CSV
Allows you to read or write delimited files such as CSV (Comma-separated Values) or TSV (Tab-separated Values).
Source
Source Parameters
CSV Source supports all the available Spark read options for CSV.
The below list contains the additional parameters to read a CSV file:
Parameter | Description | Required | |
---|---|---|---|
Dataset Name | Name of the Dataset | True | |
Location | Location of the file(s) to be loaded E.g.: dbfs:/data/test.csv | True | |
Schema | Schema to applied on the loaded data. Can be defined/edited as JSON or inferred using Infer Schema button. | True |
Example
Step 1 - Create Source Component
Generated Code
- Python
- Scala
def load_csv(spark: SparkSession) -> DataFrame:
return spark.read\
.schema(
StructType([
StructField("order_id", IntegerType(), True),
StructField("customer_id", IntegerType(), True),
StructField("order_status", StringType(), True),
StructField("order_category", StringType(), True),
StructField("order_date", DateType(), True),
StructField("amount", DoubleType(), True)
])
)\
.option("header", True)\
.option("quote", "\"")\
.option("sep", ",")\
.csv("dbfs:/Prophecy/anshuman@simpledatalabs.com/OrdersDatasetInput.csv")
object load_csv {
def apply(spark: SparkSession): DataFrame =
spark.read
.format("csv")
.option("header", true)
.option("quote", "\"")
.option("sep", ",")
.schema(
StructType(
Array(
StructField("order_id", IntegerType, true),
StructField("customer_id", IntegerType, true),
StructField("order_status", StringType, true),
StructField("order_category", StringType, true),
StructField("order_date", DateType, true),
StructField("amount", DoubleType, true)
)
)
)
.load("dbfs:/Prophecy/anshuman@simpledatalabs.com/OrdersDatasetInput.csv")
}
Target
Target Parameters
CSV Target supports all the available Spark write options for CSV.
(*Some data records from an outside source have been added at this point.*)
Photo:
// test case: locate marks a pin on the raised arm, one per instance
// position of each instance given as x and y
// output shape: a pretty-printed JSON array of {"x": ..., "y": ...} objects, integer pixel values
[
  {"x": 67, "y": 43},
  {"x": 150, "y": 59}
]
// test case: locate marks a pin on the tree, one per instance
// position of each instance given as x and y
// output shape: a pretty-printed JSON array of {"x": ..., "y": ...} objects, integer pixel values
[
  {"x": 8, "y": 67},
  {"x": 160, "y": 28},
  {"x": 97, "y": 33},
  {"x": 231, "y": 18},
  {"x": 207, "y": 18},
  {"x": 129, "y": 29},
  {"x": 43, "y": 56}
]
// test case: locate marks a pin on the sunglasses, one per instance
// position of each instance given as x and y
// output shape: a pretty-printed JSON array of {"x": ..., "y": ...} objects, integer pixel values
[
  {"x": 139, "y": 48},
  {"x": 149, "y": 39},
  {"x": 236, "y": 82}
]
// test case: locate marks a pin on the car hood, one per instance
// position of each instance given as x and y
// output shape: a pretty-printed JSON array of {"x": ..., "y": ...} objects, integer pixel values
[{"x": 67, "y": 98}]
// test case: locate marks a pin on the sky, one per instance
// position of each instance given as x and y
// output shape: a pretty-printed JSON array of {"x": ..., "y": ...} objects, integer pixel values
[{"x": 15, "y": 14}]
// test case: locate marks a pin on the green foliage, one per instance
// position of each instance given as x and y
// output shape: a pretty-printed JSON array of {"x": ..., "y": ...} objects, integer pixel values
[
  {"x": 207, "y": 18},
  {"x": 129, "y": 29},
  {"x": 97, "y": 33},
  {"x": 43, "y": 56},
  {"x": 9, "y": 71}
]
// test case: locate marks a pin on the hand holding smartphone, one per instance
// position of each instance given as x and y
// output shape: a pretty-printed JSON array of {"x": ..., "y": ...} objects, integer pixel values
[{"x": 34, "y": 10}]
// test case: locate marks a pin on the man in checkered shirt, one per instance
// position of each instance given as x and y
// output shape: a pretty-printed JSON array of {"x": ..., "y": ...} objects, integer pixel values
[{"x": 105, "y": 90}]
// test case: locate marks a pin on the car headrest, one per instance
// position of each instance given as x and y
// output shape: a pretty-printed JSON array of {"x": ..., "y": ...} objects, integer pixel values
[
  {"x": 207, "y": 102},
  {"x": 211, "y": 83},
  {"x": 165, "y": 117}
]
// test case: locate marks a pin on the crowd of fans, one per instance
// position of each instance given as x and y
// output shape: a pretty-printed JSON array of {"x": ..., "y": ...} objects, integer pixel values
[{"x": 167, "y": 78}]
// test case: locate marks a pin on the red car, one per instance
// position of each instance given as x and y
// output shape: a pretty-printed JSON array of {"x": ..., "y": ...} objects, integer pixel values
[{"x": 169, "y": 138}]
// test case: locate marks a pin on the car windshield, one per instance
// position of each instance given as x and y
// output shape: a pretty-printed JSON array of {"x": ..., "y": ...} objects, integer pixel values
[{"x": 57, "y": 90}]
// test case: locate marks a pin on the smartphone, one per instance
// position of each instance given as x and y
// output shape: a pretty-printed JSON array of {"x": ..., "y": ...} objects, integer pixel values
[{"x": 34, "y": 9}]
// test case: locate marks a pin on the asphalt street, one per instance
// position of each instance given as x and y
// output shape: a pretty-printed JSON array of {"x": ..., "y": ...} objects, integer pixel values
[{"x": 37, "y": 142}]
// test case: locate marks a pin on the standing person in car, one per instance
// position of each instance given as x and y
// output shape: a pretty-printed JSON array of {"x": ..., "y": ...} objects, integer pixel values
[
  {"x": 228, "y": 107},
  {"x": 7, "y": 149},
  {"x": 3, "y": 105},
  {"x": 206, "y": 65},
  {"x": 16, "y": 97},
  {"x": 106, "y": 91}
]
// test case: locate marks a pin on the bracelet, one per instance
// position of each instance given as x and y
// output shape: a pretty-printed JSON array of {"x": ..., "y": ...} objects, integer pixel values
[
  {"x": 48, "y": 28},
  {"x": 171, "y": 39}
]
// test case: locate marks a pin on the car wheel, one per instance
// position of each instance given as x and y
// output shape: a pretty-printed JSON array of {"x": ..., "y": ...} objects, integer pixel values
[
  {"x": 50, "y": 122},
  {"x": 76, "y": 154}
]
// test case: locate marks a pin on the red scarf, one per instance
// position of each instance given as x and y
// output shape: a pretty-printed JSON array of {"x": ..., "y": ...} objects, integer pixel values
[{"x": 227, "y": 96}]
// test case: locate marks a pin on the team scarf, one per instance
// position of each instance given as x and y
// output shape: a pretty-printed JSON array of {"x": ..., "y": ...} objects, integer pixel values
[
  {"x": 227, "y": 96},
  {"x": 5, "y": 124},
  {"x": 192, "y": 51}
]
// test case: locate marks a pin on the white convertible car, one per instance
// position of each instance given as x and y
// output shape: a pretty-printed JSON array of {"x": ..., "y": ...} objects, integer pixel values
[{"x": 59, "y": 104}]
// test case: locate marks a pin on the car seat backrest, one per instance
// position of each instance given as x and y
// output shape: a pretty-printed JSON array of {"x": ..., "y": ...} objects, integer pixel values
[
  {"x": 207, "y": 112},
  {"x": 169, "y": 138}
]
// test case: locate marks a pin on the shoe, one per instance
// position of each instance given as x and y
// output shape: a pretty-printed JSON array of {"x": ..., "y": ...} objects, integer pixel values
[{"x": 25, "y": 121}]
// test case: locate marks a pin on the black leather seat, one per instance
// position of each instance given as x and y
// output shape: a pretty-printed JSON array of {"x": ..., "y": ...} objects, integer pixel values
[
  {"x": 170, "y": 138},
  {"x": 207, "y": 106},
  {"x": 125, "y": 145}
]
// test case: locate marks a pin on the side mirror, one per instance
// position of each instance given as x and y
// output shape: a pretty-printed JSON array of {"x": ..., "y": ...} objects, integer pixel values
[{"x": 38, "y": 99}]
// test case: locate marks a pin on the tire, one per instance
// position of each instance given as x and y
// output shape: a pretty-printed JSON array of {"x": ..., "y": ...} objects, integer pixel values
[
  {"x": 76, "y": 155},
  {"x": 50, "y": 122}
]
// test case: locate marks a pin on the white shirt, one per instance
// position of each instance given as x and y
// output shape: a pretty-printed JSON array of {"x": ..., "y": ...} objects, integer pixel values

The below list contains the additional parameters to write a CSV file:
Parameter | Description | Required |
---|---|---|
Dataset Name | Name of the Dataset | True |
Location | Location of the file(s) to be loaded E.g.: dbfs:/data/output.csv | True |
Write Mode | How to handle existing data. See this table for a list of available options. | False |
Supported Write Modes
Write Mode | Description |
---|---|
overwrite | If data already exists, overwrite with the contents of the DataFrame. |
append | If data already exists, append the contents of the DataFrame. |
ignore | If data already exists, do nothing with the contents of the DataFrame. This is similar to a CREATE TABLE IF NOT EXISTS in SQL. |
error | If data already exists, throw an exception. |
Example
Step 1 - Create Target Component
Generated Code
- Python
- Scala
def write_as_csv(spark: SparkSession, in0: DataFrame):
in0.write\
.option("header", True)\
.option("sep", ",")\
.mode("error")\
.option("separator", ",")\
.option("header", True)\
.csv("dbfs:/Prophecy/anshuman@simpledatalabs.com/output.csv")
object write_as_csv {
def apply(spark: SparkSession, in: DataFrame): Unit =
in.write
.format("csv")
.option("header", true)
.option("sep", ",")
.mode("error")
.save("dbfs:/Prophecy/anshuman@simpledatalabs.com/output.csv")
}
Producing a single output file
Because of Spark's distributed nature, output files are written as multiple separate partition files. If you need a single output file for some reason (such as reporting or exporting to an external system), use a Repartition
Gem in Coalesce
mode with 1 output partition:
Note: This is not recommended for extremely large data sets as it may overwhelm the worker node writing the file.